3. Was wondering on Vintage American Flyer O gauge will it run on the fast track and what about the couplers and trucks, do they need changed out for new stuff also?

See I really do need some good books to learn about this stuff. Sorry for such a long post. Thanks for any help you can give me on this.

Bill


----------



## T-Man (May 16, 2008)

Welcome to MTF. The questions raised aren't just in a book. The best thing is to go to a train show and see them. Fastrak is just a fancy O ,027 cars will work fine. Why do you want to mix cars of different eras? WHat I do is have different tenders that match up to certain couplers so I can pouul cars that are alike.
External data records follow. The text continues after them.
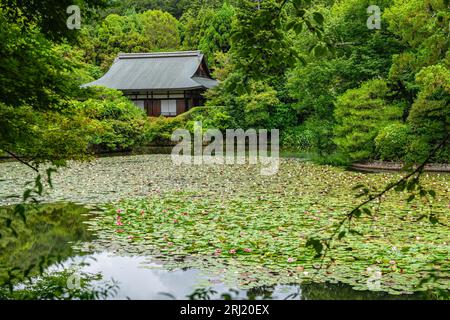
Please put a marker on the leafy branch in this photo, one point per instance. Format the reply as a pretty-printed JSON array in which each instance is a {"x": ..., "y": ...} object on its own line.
[{"x": 410, "y": 182}]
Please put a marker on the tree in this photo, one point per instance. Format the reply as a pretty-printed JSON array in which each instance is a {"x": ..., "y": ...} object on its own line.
[
  {"x": 360, "y": 114},
  {"x": 152, "y": 30},
  {"x": 208, "y": 30}
]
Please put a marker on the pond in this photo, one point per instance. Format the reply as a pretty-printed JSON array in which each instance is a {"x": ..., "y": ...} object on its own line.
[{"x": 145, "y": 229}]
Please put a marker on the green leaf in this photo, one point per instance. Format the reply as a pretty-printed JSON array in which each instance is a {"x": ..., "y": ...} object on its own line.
[{"x": 318, "y": 17}]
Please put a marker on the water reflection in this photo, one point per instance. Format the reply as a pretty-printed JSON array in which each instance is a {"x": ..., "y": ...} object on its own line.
[{"x": 40, "y": 263}]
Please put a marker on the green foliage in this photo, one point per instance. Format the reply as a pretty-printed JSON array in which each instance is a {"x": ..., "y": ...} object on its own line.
[
  {"x": 314, "y": 135},
  {"x": 360, "y": 114},
  {"x": 153, "y": 30},
  {"x": 208, "y": 30},
  {"x": 429, "y": 116},
  {"x": 393, "y": 141},
  {"x": 113, "y": 121},
  {"x": 423, "y": 27}
]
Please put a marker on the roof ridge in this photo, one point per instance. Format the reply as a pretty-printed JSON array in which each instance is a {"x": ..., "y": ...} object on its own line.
[{"x": 159, "y": 54}]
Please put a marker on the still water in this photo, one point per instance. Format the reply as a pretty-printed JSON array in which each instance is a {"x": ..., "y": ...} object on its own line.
[{"x": 41, "y": 261}]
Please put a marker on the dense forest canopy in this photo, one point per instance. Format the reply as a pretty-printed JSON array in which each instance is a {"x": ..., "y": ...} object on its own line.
[{"x": 313, "y": 69}]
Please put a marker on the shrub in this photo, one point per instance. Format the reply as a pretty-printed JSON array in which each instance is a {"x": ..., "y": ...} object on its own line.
[
  {"x": 360, "y": 114},
  {"x": 393, "y": 141},
  {"x": 314, "y": 135},
  {"x": 115, "y": 123}
]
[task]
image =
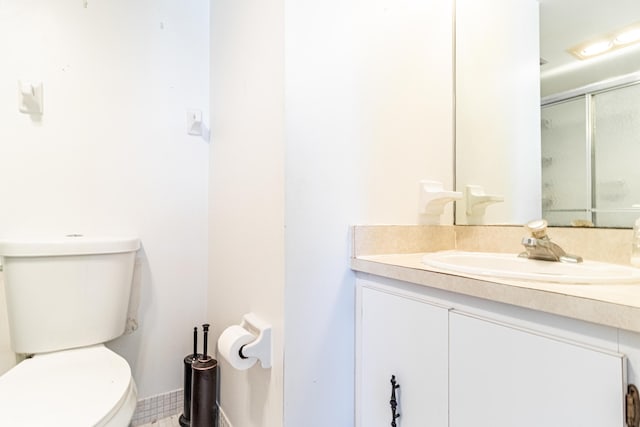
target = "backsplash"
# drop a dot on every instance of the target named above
(597, 244)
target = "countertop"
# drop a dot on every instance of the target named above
(611, 305)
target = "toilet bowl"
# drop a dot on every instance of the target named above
(89, 386)
(65, 298)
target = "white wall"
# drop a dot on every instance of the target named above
(498, 107)
(365, 98)
(111, 155)
(246, 205)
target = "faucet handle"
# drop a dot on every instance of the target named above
(537, 228)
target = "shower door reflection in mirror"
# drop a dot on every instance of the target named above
(592, 140)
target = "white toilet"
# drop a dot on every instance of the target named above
(65, 298)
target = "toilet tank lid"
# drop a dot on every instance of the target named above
(73, 244)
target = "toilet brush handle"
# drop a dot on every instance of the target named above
(195, 341)
(205, 328)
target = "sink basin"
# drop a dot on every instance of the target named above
(510, 266)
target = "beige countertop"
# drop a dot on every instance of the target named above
(611, 305)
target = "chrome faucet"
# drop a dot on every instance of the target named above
(540, 246)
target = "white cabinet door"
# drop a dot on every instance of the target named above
(501, 376)
(406, 338)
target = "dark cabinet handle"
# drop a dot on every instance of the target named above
(393, 402)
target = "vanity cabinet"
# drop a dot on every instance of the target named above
(458, 365)
(503, 376)
(403, 338)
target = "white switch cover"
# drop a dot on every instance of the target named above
(194, 122)
(30, 97)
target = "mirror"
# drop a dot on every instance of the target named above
(590, 116)
(586, 185)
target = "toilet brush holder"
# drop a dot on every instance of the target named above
(185, 418)
(204, 388)
(204, 393)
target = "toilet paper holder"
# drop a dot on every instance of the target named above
(261, 347)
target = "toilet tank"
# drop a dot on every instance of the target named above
(66, 292)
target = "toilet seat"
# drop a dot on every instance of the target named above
(88, 386)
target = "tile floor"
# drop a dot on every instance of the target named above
(171, 421)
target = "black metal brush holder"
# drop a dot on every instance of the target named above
(185, 418)
(204, 383)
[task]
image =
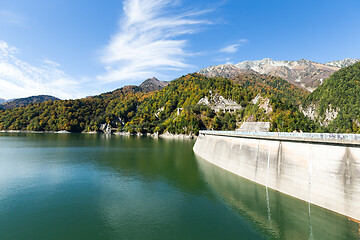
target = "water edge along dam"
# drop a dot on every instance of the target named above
(321, 169)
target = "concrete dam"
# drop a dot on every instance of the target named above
(321, 169)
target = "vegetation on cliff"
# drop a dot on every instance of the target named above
(338, 96)
(174, 109)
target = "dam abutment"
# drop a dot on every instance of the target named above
(322, 171)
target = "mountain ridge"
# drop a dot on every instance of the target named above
(302, 73)
(23, 102)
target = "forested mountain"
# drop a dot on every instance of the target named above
(303, 73)
(336, 103)
(22, 102)
(174, 109)
(152, 84)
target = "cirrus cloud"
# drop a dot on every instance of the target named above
(150, 36)
(233, 48)
(20, 79)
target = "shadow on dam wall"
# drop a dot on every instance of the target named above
(277, 215)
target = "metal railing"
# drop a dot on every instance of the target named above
(342, 136)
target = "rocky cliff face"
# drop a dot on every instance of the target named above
(303, 73)
(342, 63)
(219, 103)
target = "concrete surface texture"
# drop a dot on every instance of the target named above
(326, 175)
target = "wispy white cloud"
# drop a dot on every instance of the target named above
(20, 79)
(233, 48)
(150, 39)
(9, 17)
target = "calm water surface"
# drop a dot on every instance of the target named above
(74, 186)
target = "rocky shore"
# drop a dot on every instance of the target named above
(154, 135)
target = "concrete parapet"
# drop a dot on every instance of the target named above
(324, 172)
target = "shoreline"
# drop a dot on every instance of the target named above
(165, 135)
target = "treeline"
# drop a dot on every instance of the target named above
(133, 110)
(341, 94)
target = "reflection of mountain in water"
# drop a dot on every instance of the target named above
(276, 214)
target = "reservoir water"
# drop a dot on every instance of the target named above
(77, 186)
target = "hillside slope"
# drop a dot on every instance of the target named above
(175, 108)
(22, 102)
(303, 73)
(336, 103)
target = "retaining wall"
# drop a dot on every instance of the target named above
(323, 172)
The Steamers all have the same draw bar. The more you collect the less likely you will want to mix them up. This is just a general opinion. SOme cars will go together but others will look off. It is a good question and there are different ways to handle mixed cars. One is to buy adapters for the knuckles. You can even mix a car to do half and half, one coupler on each end. This stuff is better if you saw the items first.
I do admit I liked an Amercan Flyer S scale Gondola and switched it to Lionel Trucks. S gage and Lionel 027 are very close in size. But height is important. Some cars will look weird because the height is so obvious. This is true in modern and the prewar items.Just explore and have fun . If anyything else just post. THe 1690 1691 are close to Ives


----------



## bill 82801 (Apr 4, 2010)

*Lionel*

T-man when I first started this I brought new trains and the fast track. But now that I have looked at the older Lionel stuff it really does seem thats more what I want to get into. I guess mostly just wanted to make sure these older trains would run on the fast track. I'm looking mostly now at pre-war Lionel or American flyer O gauge. But thanks for your help and if I have a chance will go to a train show.


Bill


----------



## T-Man (May 16, 2008)

I missed the state. Wyoming. 
Evanston has a train show. Back in AUg of 01

For books, the Doyle reference, The Standard catalog of Lionel Trains 1900-1942. second edition. 

Prewar is a nice period. A lot is still out there and most of it is reasonable. I got lucky with the 610 and 612 passenger cars. 
Good Luck


----------



## tjcruiser (Jan 10, 2010)

Bill,

Good advice from T-Man. I'll add a bit.

I started 1958 Lionel. Dabble 1945. Then went tinplate prewar. Love it. Having a blast doing the restoration thing.

Doyle's books are great. He has a postwar 1945-1969 2nd edition, along with a 1949-1969 Lionel Sets book, too. Also, the Greenberg's compilation of Lionel service manuals is a must-have bible: Repair and Operating Manual for Lionel Trains, 1945-1969.

I'm running postwar and prewar tinplate (the smaller cars/locos) on O-27. No problems on the regular track, but some of these older tinplate locos (259, 1681 for example) are finicky when navigating over switches. Their pickups can short out occassionally on the switch frogs and such. I've never tried fastrack, but you might run into a similar problem.

Remember that Lionel bought out Ives in 1929. Early 1930's Ives stuff was still produced under the Ives name, then they transitioned over to the Lionel name around 1934. Because of that, many Lionel tinplate locos and cars are really carry-overs from Ives. Lionel used their latch couplers instead of the Ives type, but other than that, the cars are essentially the same.

Regards,

TJ


----------